84 complaints indicated widespread offence according to the ASAI, but the number of viewers who saw the ad must have run into the hundreds of thousands if not millions. I was never great at mathematics – sums to you and me – but even by my calculation, 84 is hardly a significant number.

But what do I know? The cynic in me says this is just all about clever marketing because the real winners are the manufacturers. Everyone is talking about their product and it got top billing on most talk shows for a week. Not only here but in the UK as well. That’s what advertising is all about so, as ads go, this was a humdinger.

There’s another issue though. The ad was also designed to educate women, younger women in particular, on how to use the product properly and safely. According to the messages Ciara Kelly received, it seems there are many girls who are unsure about how to use a tampon correctly and they found the ad very useful.

It’s all irrelevant now anyway because it has been consigned to the cutting room floor never to be seen again which just goes to show that issuing safety advice can be a tricky business and can land you in a world of trouble. Sometimes, doing the opposite can land you in hot water too. Not issuing safety advice cost one company close to €50,000 in damages and legal costs when they failed to show an employee how to polish a wine glass safely.

An article by Personal Injuries Team Ireland reported that a judge in the Circuit Court recently determined that a waitress should have received training in the safe way to polish wine glasses. He was satisfied on the balance of probability that management was negligent by not providing training and she was awarded €25,000 damages and her legal costs.

A forensic engineer was employed to give evidence in the case and he said the injured party had demonstrated how she had been holding and polishing the glass with a towel when the accident occurred and in his opinion she hadn’t been doing it correctly. She should have been stopped by her employer and shown how to do it safely.

She had demonstrated in a photograph provided to the court, how she held the base of the wine glass in one hand while polishing the bowl with her other hand in a twist and turn fashion when the stem had snapped.

Had she been shown how to do it safely she would have been cupping the bowl of the glass in one hand while using the polishing cloth with her other hand. Having polished the glass in such a manner it would have been highly unlikely on the day that the stem would have snapped and injured her.  

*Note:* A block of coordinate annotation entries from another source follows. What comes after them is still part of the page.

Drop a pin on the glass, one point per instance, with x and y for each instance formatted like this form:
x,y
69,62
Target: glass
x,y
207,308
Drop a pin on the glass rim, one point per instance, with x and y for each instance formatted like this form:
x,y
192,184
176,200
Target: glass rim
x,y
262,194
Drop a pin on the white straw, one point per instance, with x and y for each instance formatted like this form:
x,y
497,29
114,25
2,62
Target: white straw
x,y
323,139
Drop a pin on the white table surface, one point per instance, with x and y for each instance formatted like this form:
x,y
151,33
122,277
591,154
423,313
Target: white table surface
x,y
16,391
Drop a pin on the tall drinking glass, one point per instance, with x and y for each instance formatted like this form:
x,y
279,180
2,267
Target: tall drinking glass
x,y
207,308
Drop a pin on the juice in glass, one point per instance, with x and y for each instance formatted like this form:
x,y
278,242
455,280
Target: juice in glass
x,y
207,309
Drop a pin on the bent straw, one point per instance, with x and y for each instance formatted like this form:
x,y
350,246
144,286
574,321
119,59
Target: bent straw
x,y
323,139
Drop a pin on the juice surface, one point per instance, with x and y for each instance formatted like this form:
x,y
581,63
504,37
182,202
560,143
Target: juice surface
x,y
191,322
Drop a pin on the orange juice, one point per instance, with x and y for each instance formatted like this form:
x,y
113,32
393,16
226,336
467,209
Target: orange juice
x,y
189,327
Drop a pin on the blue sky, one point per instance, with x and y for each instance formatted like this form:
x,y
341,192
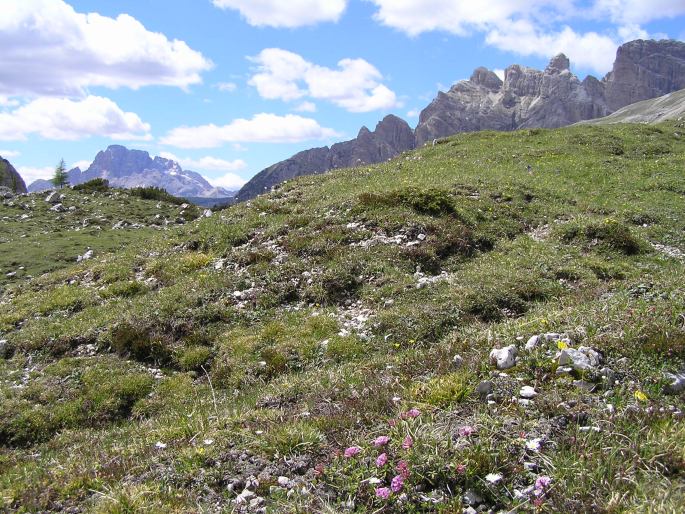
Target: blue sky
x,y
228,87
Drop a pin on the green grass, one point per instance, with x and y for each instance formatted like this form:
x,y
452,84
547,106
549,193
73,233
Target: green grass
x,y
267,340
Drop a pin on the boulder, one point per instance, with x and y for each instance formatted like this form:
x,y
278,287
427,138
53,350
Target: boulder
x,y
504,358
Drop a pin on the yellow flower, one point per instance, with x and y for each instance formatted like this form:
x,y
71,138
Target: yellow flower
x,y
640,396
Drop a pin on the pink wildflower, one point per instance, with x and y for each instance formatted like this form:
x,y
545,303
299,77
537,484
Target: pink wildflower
x,y
403,469
382,460
352,451
397,484
466,431
383,493
543,482
381,441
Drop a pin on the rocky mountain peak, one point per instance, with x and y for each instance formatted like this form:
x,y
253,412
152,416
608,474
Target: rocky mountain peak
x,y
526,98
363,132
645,69
484,77
10,178
558,63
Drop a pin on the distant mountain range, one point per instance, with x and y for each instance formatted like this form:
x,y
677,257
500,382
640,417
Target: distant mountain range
x,y
9,177
526,98
135,168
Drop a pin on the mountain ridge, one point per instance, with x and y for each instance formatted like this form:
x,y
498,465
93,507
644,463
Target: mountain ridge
x,y
526,98
128,168
10,177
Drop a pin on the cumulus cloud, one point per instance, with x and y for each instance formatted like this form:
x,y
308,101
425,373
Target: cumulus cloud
x,y
30,174
50,49
206,163
590,51
83,165
227,87
261,128
229,181
306,107
355,85
65,119
291,14
638,11
532,27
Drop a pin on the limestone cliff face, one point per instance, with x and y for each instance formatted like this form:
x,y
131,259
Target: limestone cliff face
x,y
10,178
554,97
644,70
391,137
526,98
135,168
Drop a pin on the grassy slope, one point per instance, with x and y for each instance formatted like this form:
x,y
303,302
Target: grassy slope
x,y
655,110
40,241
283,337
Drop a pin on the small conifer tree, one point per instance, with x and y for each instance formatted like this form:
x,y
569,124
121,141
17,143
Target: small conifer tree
x,y
61,177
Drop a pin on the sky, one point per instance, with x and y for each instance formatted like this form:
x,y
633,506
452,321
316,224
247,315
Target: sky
x,y
229,87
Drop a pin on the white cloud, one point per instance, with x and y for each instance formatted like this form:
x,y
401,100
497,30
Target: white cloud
x,y
8,102
456,16
590,51
262,128
355,86
64,119
638,11
206,163
227,87
50,49
306,107
293,13
533,27
229,181
31,174
83,165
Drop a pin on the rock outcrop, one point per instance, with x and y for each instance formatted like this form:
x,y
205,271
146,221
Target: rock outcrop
x,y
135,168
644,70
526,98
555,97
391,137
655,110
10,178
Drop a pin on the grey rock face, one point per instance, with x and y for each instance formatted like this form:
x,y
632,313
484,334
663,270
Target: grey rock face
x,y
526,98
10,178
644,70
529,98
391,137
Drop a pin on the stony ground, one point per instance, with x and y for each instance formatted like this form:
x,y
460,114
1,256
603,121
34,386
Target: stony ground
x,y
493,323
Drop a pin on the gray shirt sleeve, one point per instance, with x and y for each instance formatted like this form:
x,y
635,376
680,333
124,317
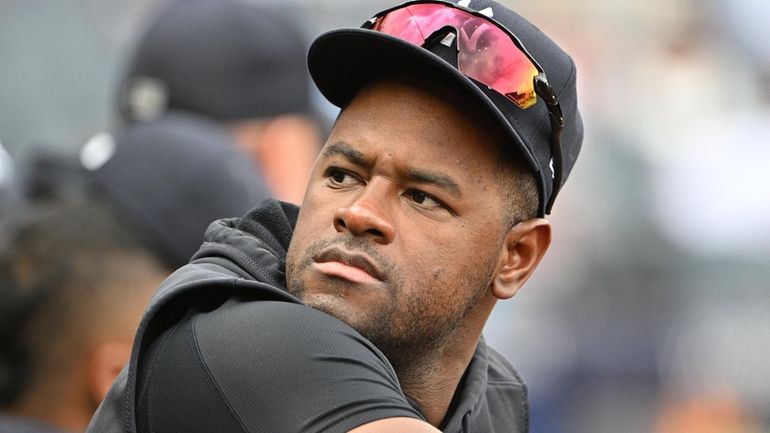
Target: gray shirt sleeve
x,y
264,367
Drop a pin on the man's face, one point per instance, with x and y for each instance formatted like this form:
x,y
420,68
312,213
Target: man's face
x,y
401,227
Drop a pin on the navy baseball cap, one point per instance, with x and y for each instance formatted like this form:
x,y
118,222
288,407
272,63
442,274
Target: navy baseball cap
x,y
343,61
171,178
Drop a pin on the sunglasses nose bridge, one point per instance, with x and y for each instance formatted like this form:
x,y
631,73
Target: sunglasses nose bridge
x,y
444,43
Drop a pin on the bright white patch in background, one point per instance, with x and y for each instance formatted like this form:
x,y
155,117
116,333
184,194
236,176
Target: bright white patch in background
x,y
712,195
97,151
6,166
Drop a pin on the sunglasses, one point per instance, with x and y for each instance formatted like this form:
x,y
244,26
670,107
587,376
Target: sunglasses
x,y
487,53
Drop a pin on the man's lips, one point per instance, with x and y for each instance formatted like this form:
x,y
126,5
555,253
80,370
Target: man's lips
x,y
354,267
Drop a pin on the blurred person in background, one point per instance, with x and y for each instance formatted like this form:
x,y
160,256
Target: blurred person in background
x,y
239,65
170,179
73,285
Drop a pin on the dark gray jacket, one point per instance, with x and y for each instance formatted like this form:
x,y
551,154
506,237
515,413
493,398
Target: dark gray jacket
x,y
243,259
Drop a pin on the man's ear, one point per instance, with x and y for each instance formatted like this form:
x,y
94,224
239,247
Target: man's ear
x,y
104,364
523,248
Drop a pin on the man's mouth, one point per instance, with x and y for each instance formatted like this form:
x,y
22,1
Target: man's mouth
x,y
354,267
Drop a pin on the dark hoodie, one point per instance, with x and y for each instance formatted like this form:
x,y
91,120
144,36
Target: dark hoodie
x,y
223,347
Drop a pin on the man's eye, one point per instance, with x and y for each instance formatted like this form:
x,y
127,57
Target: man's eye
x,y
423,199
339,178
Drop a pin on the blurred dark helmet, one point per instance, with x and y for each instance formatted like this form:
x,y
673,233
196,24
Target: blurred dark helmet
x,y
222,58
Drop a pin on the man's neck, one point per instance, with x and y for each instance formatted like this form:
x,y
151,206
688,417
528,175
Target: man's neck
x,y
434,386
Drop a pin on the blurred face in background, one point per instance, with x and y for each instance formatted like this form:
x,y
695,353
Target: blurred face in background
x,y
400,231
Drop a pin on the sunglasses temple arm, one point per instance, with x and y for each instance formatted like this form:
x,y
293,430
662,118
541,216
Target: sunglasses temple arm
x,y
557,126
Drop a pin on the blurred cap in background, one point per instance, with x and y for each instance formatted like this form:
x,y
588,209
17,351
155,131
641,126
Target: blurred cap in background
x,y
225,59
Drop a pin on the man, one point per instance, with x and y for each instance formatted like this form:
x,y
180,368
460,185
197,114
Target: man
x,y
425,207
220,60
73,286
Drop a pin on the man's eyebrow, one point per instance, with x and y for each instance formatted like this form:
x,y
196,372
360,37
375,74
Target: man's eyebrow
x,y
441,180
344,149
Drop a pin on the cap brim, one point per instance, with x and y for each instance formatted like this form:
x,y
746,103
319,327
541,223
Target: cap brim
x,y
341,62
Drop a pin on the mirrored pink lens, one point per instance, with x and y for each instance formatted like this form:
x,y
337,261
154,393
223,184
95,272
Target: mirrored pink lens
x,y
487,54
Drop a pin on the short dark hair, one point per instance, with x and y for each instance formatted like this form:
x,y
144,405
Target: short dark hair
x,y
62,265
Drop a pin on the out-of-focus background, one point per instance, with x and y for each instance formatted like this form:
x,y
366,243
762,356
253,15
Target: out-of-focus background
x,y
651,313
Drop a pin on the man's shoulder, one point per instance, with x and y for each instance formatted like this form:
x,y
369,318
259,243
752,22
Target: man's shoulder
x,y
506,393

I’m not a trained glass washer but I can still manage to dry one without losing a limb. That’s because it’s not rocket science. It’s obvious the stem is the weak part of the glass and the clue is in the design. It’s skinny, it’s made of glass and it looks fragile, so be careful when handling it. My kids have cleaned wine glasses and they’re still alive too.

All this proves that life can be complicated. On the one hand, instructing young women on the correct use of tampons to prevent causing discomfort can upset people. On the other hand, you are likely to incur the wrath of the law if you fail to teach someone how to clean a wine glass safely. Damned if you do and damned if you don’t.